The docs are here, And as per the docs, that's trivial, execute from a command prompt. OR is it?

when you run the following

$> full/path/to/checklink.bat uri

You get this

"-T" is on the #! line, it must also be used on the command line.

The problem here is that the checklink and the checklink.bat files contain a line

#!/usr/bin/perl -wT

this file path does not exist in windows. Replace with full/path/to/strawberry/perl

Note I removed the -wT as well. The 'T' refers to something called tainted mode and is safer, but more restrictive as well.

Run the command again. Linkchecker should now give you a HTTP status code based report. There are a few problems though. Some valid links fail, viz. https://fonts.googleapis.com/css?family=PT+Sans:400,400italic,700%7CAbril+Fatface

Well, since I intend to inspect the failures manually, my goal here is achieved. I can now run the linkchecker against http://127.0.0.0:8080/ and confirm that all my links are fine.

Next Steps

Programmatic detection of fails. Explore exclusion flag in command options.
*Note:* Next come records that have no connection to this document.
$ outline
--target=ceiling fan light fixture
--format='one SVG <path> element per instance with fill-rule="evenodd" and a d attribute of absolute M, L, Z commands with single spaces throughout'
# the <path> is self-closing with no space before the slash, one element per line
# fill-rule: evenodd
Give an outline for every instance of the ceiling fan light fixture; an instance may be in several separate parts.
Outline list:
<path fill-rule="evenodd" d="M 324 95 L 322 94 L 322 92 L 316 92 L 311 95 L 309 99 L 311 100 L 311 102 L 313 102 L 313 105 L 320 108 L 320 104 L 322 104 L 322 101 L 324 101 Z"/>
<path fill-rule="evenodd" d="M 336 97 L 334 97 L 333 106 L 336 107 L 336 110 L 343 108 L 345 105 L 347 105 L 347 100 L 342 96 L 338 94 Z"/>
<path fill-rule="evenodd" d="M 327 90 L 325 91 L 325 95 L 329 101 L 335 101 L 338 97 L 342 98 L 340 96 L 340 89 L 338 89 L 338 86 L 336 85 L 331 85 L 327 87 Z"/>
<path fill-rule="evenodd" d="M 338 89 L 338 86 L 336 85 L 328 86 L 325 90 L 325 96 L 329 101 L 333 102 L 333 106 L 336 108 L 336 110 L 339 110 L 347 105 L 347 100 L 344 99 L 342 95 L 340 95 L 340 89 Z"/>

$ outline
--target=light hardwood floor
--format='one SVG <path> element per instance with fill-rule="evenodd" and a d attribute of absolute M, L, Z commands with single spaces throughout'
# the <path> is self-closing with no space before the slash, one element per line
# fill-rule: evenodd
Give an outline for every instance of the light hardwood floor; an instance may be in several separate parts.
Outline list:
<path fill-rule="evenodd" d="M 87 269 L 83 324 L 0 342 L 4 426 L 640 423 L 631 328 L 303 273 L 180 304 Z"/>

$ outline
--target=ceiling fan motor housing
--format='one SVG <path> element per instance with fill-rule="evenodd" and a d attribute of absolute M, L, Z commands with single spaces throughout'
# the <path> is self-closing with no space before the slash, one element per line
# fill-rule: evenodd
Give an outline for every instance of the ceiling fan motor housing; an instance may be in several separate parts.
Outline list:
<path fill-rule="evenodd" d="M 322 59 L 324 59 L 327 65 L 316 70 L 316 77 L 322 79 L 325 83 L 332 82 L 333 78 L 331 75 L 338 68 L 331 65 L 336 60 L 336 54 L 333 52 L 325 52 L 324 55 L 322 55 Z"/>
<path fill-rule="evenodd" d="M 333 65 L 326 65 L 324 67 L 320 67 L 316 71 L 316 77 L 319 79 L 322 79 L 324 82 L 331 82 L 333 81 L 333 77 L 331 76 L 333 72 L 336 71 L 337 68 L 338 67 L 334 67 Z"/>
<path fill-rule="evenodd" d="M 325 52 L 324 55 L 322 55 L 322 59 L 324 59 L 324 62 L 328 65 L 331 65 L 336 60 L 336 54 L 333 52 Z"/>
Note: Running this against HTTPS involves more work. lots more. Primarily around installing LWP::Protocol::Https through CPAN and ensuring all dependencies are set up right ! In my case, I did some of the work, but I haven't gotten all https links to work. Some still keep failing, sometimes intermittently. Primary issue encountered is this

https://www.linkedin.com/in/nilsengupta/
Line: 127
Code: 500 Can't locate object method "new" via package "LWP::Protocol::https::Socket"
To do: This is a server side problem. Check the URI.